Crônica de uma Manhã
 
As férias são coirmãs do Éden! Sim, um paraíso... Mas só no comecinho, porque depois da novidade de estar à toa na vida e fazer tudo que se estava esperando há um tempão — e não era feito por falta de tempo — baixa o tédio. Acordei assim meio entediada e imediatamente tratei de inventar moda: cismei de ir buscar um colarzinho de estimação da minha mãe que tinha deixado no conserto, na semana passada. Só que no meio do caminho comecei a ter dúvidas se tinha sido uma boa ideia: não imaginei que a lojinha de consertos ficasse tão longe. Isto, porque quando deixei o colar estava de carro. E agora eu só podia contar com dois pezinhos andando. Mas, já que eu tinha inventado, agora iria até o fim.
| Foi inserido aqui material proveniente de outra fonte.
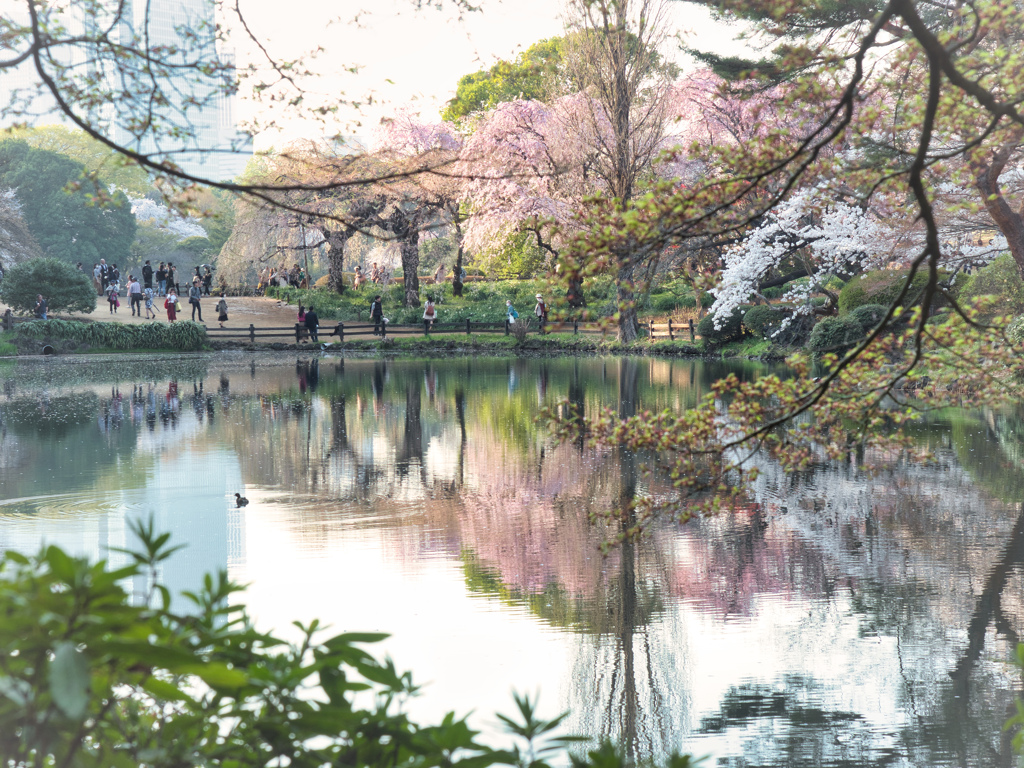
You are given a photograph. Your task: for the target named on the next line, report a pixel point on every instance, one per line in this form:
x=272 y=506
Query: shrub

Fui até o fim. Cheguei lá mortinha, cansada, suada, pedindo um copo d’água pra moça do balcão, que me trouxe uma caneca de alumínio cheinha de água ultragelada! Sagrada aguinha. Muito bem, com o colar tinindo de novinho na bolsa, vamos embora! E agora mais leve, pois a água me refrescou e tive a santa ideia de seguir outro trajeto, por uma ruinha mais arborizada, portanto mais fresca. Muito oportuno, pois pude descobrir como a cidade cresceu por aquelas bandas. Juro que custei a me situar, pois tudo estava muito diferente do que eu tinha visto pela última vez. Concluo: estou desatualizadíssima da minha terra natal.
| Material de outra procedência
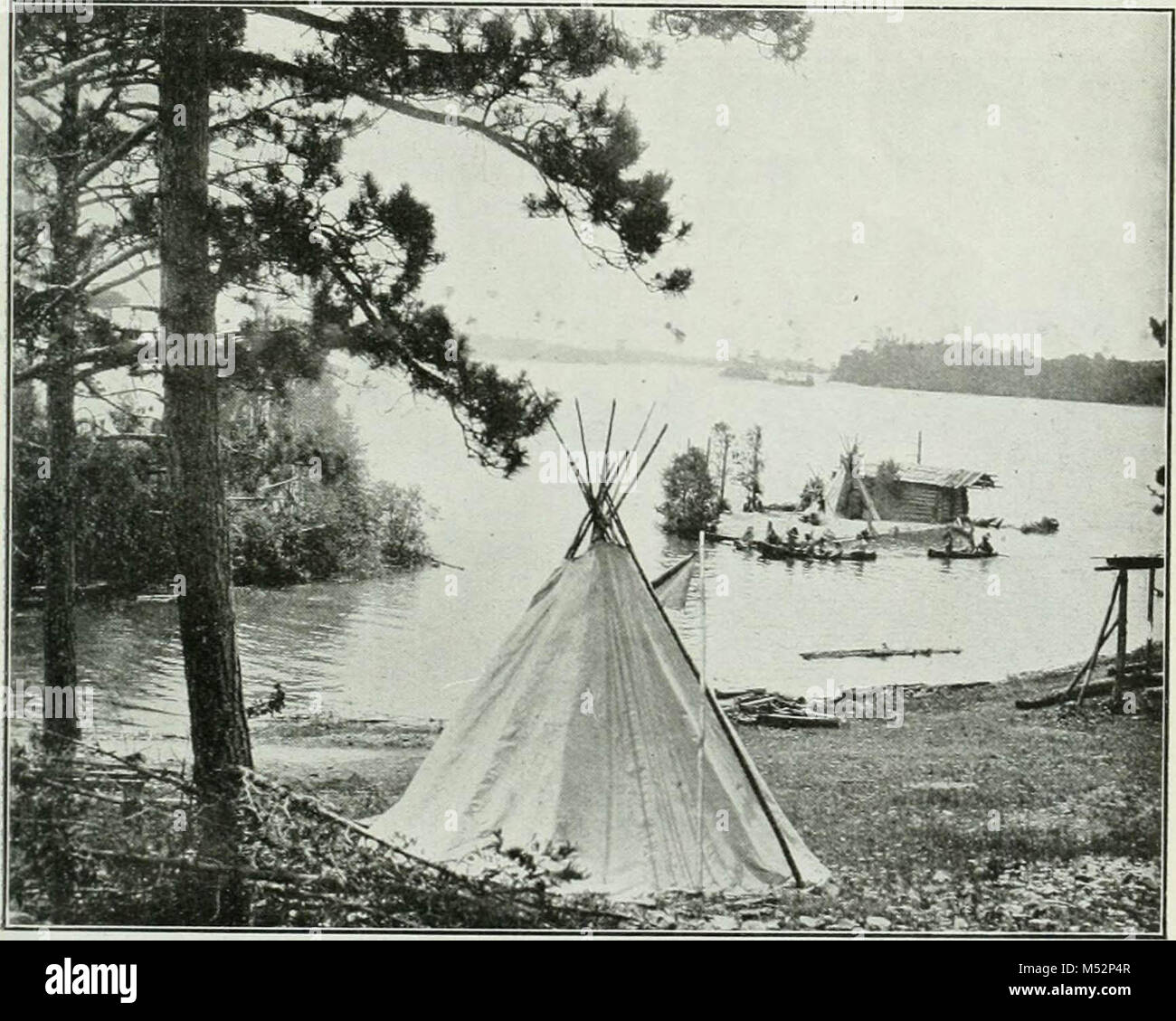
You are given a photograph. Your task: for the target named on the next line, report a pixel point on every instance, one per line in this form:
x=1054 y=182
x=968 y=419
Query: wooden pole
x=1152 y=614
x=722 y=476
x=1088 y=668
x=1120 y=645
x=702 y=693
Imperdoável, deixar passar em branco tanta novidade: a velha escola toda reformada, muitas construções novinhas em folha, a área da fábrica toda remodelada e ampliada, ruas pavimentadas, muito comércio com uma variedade imensa de serviços. E o parque que margeia a Avenida dos Bernardes? As árvores cresceram tanto que o lugar ficou irreconhecível: agora, o que vejo é uma extensa área verde, com tanta sombra que até dá vontade de ficar por ali. Bom mesmo seria armar uma rede e curtir o frescor do arvoredo, com sinfonia de passarinho cantando e... Boas férias!

Pego novamente a via do sol. No caminho pra casa ainda encontro muito com o que me distrair. A cidade está se alastrando em áreas de novos loteamentos, onde casas pipocam, numa promissora perspectiva colonizadora deste meu torrão. Tenho a impressão de que os programas do governo operaram o milagre da Multiplicação das Moradias. O “Minha Casa, Minha Dívida”, realmente prosperou nestas redondezas.

Por fim, vou reconhecendo meus domínios. Passo pelo Poliesportivo, de onde vem o alarido da molecada praticando algum esporte. Paro pra ler certos recados pichados nas paredes externas do Ginásio. Entre a profusão da rabisqueira um deles alardeia “Gilmar é Gay!”. Coitado do Gilmar, ter sua condição sexual exposta assim ao público não deve ser nada bom. Tem mais: “Raíssa é maconheira”. Chi! A coisa também não tá boa pra Raíssa. Por fim, entre outras pinceladas, descubro que “Pablo ama  Lu”. Esse pelo menos veiculou algo que preste. Declarar amor é sempre louvável por parte de quem ama, e receber a declaração, ainda que numa pichação, também deve ter lá os seus encantos.

Sigo meu caminho, doida pra chegar em casa e me refrescar do calor que aumenta assustadoramente na rua. Intimamente vou pensando com meus botões: um giro a pé pela cidade é uma reviravolta geral pra atualizar os conhecimentos locais. E ainda tem gente que reclama de tédio. Que falta de criatividade! Nada que um bom par de tênis e a vontade de gastar as pernas não resolvam.